Pune-based Serum Institute of India, which manufactures Covishield, on Thursday sought approval from India’s drug regulator for a booster dose, citing adequate stock of the vaccine in the country and a demand for a third shot due to the emergence of new coronavirus variants.
The government in a press briefing has said scientific reasoning for booster vaccine doses for COVID-19 is under examination but the priority is to ensure complete vaccination of the eligible population with both doses.
Kerala, Rajasthan, Karnataka and Chhattisgarh have urged the Centre to decide on allowing booster doses of the Covid vaccine diseased amid Omicron concerns.
In Bal’s view, fully vaccinated individuals still show protection and nobody knows whether the Omicron variant will spread as rapidly as Delta did earlier and whether it will be more or less transmissible than Delta.
”At individual levels, booster doses would result in boosting pre-existing response further, and this will certainly be useful, in principle,” she said.

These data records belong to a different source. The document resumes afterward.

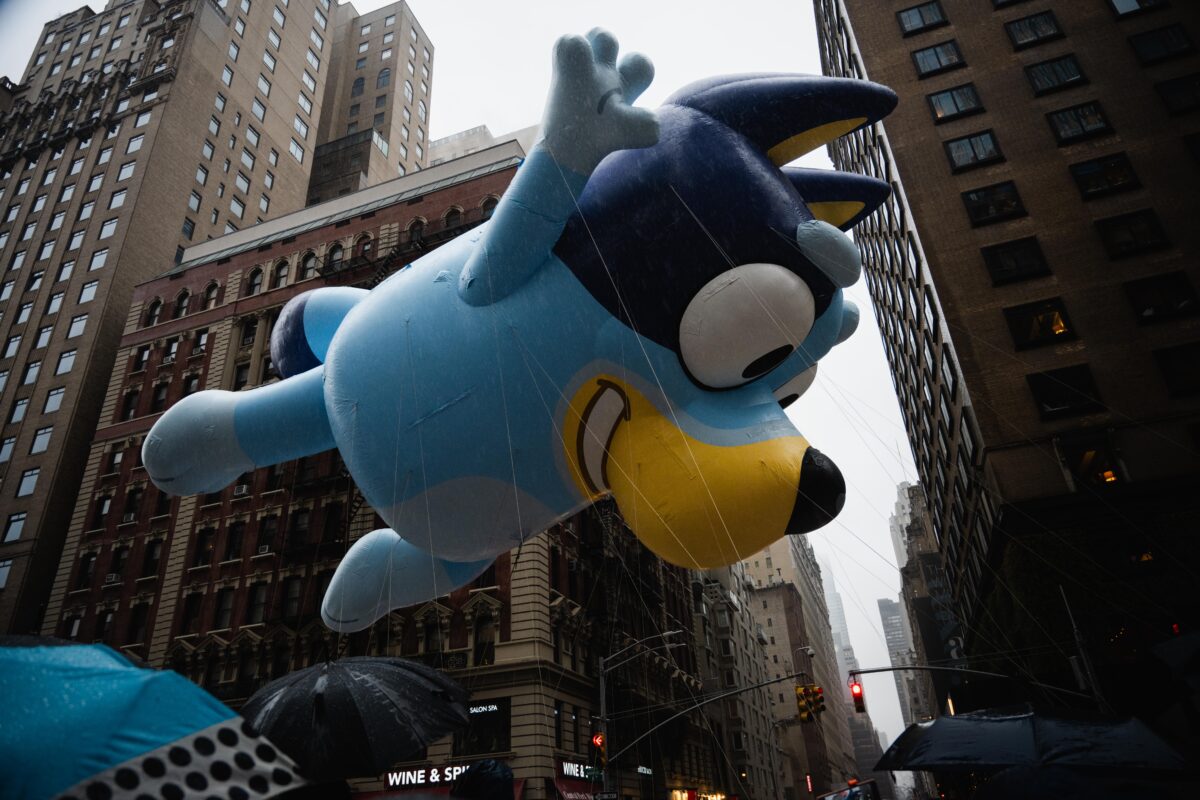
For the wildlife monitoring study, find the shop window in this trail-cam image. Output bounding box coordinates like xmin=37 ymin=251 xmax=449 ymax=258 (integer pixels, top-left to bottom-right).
xmin=454 ymin=697 xmax=511 ymax=757
xmin=1004 ymin=297 xmax=1076 ymax=350
xmin=1124 ymin=272 xmax=1200 ymax=325
xmin=1070 ymin=152 xmax=1141 ymax=200
xmin=1025 ymin=363 xmax=1104 ymax=420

“However, current vaccines will still use the old reference strain-based vaccine, hence neither Delta-specific nor Omicron-specific boosting can be achieved by a booster dose,” Bal added.

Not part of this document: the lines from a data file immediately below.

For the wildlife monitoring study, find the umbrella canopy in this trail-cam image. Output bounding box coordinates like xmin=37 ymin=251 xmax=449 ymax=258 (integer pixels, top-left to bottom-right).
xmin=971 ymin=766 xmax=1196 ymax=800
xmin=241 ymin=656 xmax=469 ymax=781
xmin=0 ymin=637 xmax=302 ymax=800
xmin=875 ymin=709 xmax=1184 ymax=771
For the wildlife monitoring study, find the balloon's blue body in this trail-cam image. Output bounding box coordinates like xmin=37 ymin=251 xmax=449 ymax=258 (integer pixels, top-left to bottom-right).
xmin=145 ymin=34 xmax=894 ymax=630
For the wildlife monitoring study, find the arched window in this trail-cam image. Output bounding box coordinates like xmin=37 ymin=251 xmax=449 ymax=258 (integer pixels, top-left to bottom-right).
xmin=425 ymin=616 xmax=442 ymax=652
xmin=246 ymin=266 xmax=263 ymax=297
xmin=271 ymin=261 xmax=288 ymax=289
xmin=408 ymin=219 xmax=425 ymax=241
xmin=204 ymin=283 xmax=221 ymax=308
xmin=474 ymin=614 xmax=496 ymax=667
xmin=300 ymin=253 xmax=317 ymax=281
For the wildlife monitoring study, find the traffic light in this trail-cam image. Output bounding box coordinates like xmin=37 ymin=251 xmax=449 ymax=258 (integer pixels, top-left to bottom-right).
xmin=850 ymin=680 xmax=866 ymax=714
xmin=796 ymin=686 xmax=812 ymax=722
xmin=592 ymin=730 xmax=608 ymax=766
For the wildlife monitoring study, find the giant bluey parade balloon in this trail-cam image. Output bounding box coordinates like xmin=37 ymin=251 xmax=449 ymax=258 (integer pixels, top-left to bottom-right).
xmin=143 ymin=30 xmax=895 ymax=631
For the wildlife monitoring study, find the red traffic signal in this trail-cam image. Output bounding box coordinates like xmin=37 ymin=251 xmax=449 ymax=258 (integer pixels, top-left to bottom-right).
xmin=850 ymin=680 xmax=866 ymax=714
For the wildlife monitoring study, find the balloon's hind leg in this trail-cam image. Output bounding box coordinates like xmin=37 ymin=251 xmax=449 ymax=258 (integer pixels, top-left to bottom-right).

Bal said the virus will continue to mutate, more so since a huge number of individuals in lower-middle-income countries (LMICs) and also in developed countries remain unvaccinated.
“Concentrating efforts on newer and newer variants for vaccine development does not appear practical,” she added.

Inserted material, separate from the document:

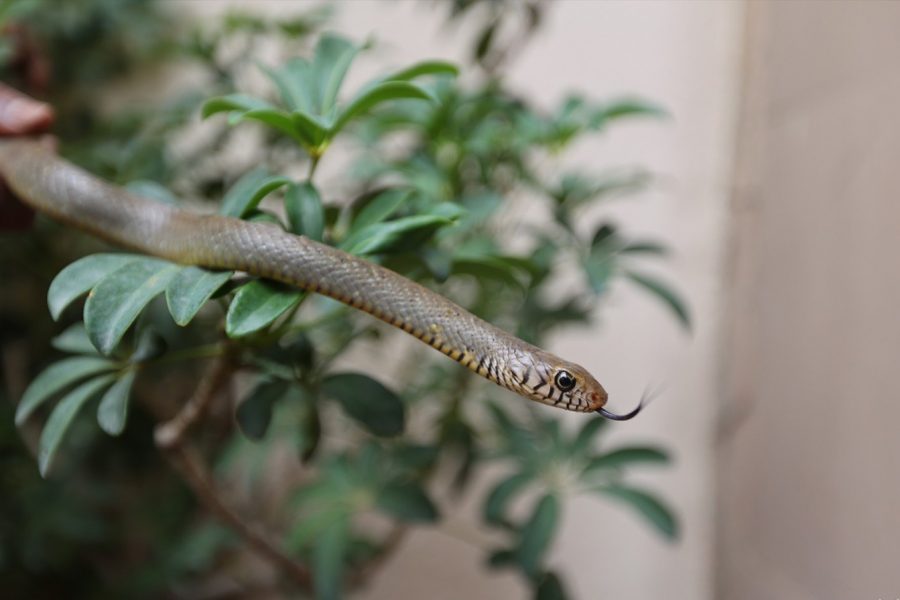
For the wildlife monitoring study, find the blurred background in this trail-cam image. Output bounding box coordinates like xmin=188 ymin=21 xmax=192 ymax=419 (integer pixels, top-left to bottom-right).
xmin=0 ymin=0 xmax=900 ymax=600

Rath said while booster doses may provide some increase in antibody levels, how long that extra protection lasts is not known.
“Will that increase, as long as it lasts, contribute to some better protection against virus spread? Yes, but it will quite likely not be a very large effect. Will boosters of the current vaccines protect against future variants? The answer is, who knows?” the scientist added.
At least 36 countries are administering booster doses of the Covid vaccine, according to Our World in Data. However, the WHO wants the most vulnerable people worldwide to be fully vaccinated first.
According to a study in The Lancet, six different COVID-19 boosters are safe and provoke a strong immune response in people who have previously received a two-dose course of AstraZeneca or Pfizer vaccines.
The vaccines studied were AstraZeneca, Pfizer-BioNTech, Novavax, Janssen, Moderna, Valneva, and Curevac.
“The side effect data show all seven vaccines are safe to use as 3rd doses, with acceptable levels of inflammatory side effects like injection site pain, muscle soreness, fatigue,” said Prof Saul Faust, trial lead from the University Hospital Southampton NHS Foundation Trust, UK.
Bal noted that boosters have more benefit psychologically than in terms of providing further protection, for common people, excluding vulnerable populations. ”However, vaccinating people from the global south is very critical at this point. We have seen how rapidly Omicron crossed national and continental barriers to reach different parts of the globe.
“Unless pretty much everybody is vaccinated globally there is no way of sitting back, the immunologist added.
India has administered 1,26,37,79,602 (126 crore/1.26 billion) vaccine doses so far, with 79,68,96,038 (79.6 crore/796 million) receiving one dose while 46,68,83,564 (466 million/ 46.6 crore ) receiving two doses.